For two decades NHR was Portugal's calling card for high-income relocators. Ten years of flat 20% tax on 'high value-added' Portuguese income, reduced or zero tax on most foreign-source income, near-universal eligibility. It anchored the Golden Visa crowd, the retirees from the UK and France, and a wave of remote founders.
As of 1 January 2025 (with a late-2024 transition window for those who could prove an earlier Portuguese link), new NHR applications are closed. What the government put in its place — the Incentivo Fiscal à Investigação Científica e Inovação (IFICI) — is a different animal. Narrower scope, sharper targeting, and built for a specific set of professions.

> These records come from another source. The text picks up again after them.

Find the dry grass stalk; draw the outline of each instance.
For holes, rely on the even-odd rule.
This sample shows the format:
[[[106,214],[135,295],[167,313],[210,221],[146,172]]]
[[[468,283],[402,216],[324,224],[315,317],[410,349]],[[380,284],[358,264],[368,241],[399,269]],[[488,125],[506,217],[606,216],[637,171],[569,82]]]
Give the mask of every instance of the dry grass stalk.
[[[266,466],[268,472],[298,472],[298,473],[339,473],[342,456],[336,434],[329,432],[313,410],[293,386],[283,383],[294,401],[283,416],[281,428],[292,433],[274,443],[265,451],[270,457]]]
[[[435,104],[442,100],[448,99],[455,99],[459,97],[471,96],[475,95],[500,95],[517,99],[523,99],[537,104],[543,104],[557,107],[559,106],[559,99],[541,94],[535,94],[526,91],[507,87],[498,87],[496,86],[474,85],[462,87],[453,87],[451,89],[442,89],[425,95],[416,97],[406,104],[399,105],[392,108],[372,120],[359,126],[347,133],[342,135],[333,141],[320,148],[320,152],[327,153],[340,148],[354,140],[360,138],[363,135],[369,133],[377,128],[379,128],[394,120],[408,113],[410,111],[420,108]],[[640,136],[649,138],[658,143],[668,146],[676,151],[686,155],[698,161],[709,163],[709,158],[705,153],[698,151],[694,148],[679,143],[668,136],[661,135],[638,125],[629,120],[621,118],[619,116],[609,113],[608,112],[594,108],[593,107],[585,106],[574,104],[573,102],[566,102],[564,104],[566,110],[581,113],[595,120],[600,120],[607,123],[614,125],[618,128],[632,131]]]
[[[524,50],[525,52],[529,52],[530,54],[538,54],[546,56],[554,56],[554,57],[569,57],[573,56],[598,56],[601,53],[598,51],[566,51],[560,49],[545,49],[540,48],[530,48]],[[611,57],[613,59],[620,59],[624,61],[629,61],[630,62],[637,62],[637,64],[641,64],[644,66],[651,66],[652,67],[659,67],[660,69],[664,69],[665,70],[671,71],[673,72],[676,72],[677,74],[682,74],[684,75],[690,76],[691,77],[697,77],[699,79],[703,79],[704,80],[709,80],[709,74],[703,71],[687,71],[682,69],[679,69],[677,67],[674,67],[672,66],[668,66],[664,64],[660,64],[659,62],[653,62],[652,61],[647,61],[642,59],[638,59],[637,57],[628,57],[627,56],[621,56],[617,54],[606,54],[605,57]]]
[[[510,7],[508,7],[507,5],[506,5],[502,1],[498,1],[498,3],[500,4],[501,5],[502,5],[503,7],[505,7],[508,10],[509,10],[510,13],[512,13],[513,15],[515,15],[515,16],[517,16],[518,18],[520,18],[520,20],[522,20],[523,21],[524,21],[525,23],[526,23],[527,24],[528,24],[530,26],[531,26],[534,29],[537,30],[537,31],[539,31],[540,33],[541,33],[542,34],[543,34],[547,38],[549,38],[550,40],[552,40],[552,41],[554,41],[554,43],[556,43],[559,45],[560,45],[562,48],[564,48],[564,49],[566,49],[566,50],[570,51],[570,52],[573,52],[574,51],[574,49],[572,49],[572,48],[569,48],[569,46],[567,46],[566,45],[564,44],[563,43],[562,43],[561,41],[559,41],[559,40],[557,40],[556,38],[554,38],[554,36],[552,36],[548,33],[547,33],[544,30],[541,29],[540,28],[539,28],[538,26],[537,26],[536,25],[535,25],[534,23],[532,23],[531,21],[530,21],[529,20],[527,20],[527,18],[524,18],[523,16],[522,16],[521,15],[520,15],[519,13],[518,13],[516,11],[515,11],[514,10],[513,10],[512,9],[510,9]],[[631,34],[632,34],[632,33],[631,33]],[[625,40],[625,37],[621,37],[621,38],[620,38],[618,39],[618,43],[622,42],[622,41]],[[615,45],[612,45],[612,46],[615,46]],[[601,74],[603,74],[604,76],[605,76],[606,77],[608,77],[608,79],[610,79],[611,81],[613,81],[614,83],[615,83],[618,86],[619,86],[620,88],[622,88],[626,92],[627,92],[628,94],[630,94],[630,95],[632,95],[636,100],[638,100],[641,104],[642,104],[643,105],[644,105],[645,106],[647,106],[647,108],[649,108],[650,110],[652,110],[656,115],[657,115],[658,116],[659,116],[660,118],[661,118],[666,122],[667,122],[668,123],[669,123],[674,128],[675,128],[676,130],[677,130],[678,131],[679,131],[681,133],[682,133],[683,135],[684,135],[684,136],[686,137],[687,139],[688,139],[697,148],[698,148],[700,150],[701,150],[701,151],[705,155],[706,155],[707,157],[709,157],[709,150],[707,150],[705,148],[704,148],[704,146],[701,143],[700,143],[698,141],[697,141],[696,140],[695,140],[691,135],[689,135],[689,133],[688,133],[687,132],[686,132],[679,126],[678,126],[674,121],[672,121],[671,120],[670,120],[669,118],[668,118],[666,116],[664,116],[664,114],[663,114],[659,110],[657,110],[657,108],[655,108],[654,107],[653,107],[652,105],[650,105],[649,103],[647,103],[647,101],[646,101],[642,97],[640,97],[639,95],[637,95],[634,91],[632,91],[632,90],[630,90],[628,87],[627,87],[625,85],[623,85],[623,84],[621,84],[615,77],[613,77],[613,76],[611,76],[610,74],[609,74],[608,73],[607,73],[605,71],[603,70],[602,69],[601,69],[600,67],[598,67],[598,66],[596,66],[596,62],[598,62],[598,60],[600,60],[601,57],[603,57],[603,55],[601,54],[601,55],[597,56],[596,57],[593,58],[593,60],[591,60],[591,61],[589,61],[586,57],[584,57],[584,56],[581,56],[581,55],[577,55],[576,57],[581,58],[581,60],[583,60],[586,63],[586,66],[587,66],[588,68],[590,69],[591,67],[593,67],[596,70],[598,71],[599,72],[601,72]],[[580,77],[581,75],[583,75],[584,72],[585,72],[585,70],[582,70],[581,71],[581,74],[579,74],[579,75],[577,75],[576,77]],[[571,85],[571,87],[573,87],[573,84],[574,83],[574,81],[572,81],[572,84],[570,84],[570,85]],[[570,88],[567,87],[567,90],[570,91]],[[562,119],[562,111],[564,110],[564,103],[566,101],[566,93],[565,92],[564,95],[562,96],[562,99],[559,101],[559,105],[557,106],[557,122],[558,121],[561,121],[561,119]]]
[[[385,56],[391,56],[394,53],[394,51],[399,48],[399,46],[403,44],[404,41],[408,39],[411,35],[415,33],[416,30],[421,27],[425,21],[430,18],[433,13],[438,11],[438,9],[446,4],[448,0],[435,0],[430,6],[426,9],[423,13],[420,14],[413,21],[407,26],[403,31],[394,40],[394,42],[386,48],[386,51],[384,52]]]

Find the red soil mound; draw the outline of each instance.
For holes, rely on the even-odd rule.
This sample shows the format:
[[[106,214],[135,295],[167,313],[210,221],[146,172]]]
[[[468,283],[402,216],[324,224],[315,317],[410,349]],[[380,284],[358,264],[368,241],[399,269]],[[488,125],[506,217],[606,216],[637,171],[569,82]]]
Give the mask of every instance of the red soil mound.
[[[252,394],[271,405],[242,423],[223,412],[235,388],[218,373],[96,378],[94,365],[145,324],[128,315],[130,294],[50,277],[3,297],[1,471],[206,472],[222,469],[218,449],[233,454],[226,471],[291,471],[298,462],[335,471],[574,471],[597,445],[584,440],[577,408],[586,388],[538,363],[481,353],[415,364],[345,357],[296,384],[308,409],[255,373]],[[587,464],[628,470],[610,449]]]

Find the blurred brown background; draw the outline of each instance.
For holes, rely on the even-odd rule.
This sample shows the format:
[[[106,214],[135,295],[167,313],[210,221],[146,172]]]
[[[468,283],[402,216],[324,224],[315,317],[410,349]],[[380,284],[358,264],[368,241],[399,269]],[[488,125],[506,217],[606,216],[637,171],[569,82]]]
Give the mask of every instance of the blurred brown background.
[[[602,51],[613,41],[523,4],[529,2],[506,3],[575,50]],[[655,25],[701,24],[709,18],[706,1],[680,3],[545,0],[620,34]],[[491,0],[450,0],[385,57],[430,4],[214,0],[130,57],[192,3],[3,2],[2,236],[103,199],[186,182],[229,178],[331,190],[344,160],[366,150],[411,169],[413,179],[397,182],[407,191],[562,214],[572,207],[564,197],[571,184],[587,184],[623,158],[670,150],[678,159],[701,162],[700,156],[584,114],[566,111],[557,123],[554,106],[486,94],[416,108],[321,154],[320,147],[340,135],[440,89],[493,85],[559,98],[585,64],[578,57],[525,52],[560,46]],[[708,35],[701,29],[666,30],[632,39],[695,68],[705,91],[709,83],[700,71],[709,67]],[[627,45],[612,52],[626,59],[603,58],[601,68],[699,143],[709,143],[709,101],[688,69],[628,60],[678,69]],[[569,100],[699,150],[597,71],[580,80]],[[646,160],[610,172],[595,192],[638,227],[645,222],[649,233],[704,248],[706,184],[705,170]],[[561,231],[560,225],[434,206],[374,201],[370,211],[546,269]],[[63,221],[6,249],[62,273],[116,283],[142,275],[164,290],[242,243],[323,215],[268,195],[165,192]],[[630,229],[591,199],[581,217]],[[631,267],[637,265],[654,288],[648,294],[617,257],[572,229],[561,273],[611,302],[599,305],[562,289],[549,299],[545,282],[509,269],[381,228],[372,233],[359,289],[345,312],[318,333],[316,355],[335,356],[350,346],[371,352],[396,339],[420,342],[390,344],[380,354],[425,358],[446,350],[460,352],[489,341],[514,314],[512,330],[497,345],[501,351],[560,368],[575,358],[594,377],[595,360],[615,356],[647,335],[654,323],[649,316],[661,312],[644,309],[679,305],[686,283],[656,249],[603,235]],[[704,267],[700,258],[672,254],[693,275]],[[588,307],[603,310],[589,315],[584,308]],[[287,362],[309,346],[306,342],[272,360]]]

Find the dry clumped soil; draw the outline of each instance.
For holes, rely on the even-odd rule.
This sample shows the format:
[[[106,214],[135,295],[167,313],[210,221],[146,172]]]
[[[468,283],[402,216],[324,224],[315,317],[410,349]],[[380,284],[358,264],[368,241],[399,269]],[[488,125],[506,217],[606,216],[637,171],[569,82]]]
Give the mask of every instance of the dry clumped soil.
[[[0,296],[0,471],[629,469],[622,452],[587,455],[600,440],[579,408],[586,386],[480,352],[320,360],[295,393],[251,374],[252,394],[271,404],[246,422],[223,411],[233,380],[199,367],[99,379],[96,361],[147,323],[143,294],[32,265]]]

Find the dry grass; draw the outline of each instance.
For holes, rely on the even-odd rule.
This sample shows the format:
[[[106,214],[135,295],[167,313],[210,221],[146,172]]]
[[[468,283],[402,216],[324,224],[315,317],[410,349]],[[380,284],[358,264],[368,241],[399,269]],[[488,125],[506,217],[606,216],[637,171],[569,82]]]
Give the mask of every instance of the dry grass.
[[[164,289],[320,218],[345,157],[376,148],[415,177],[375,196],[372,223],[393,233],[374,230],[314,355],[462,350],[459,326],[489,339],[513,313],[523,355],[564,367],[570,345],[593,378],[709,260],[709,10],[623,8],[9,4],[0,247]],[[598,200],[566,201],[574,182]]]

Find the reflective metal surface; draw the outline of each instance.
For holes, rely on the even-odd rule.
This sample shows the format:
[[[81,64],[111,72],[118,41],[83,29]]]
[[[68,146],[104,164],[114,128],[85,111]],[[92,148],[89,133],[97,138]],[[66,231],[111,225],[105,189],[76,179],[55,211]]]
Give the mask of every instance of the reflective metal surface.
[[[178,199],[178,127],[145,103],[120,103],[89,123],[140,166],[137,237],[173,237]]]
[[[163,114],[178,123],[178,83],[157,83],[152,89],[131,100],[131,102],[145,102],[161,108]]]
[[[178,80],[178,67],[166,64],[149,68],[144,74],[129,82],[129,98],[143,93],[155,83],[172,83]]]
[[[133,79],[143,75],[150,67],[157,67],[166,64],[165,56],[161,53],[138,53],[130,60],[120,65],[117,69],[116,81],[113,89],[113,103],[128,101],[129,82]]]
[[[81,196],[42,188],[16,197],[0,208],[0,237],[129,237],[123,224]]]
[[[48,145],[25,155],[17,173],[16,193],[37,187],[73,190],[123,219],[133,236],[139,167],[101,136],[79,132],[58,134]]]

IFICI grants the same 20% flat rate on Portuguese employment and self-employment income for ten years, but only for recognised researchers, professors, qualified staff at AICEP-certified productive investment projects, founders of start-ups licensed through Startup Portugal, and technical roles in designated innovation centres. If you are a remote-working consultant with a US S-corp, you are unlikely to qualify.
Pensions no longer benefit. Dividend and passive foreign income lose the wide exemption that made NHR famous. For passive investors and retirees, Portugal's tax story is now ordinary: regular IRS brackets up to 48%, autonomous taxation on capital gains, and the standard treaty network.
The practical shift: if you are building a Portugal thesis on 'come for the NHR, stay for the sun', it is gone. If you are building it on quality of life, cost of capital, and yields in Braga at 5.8% — that still works. Run the numbers without the tax sugar.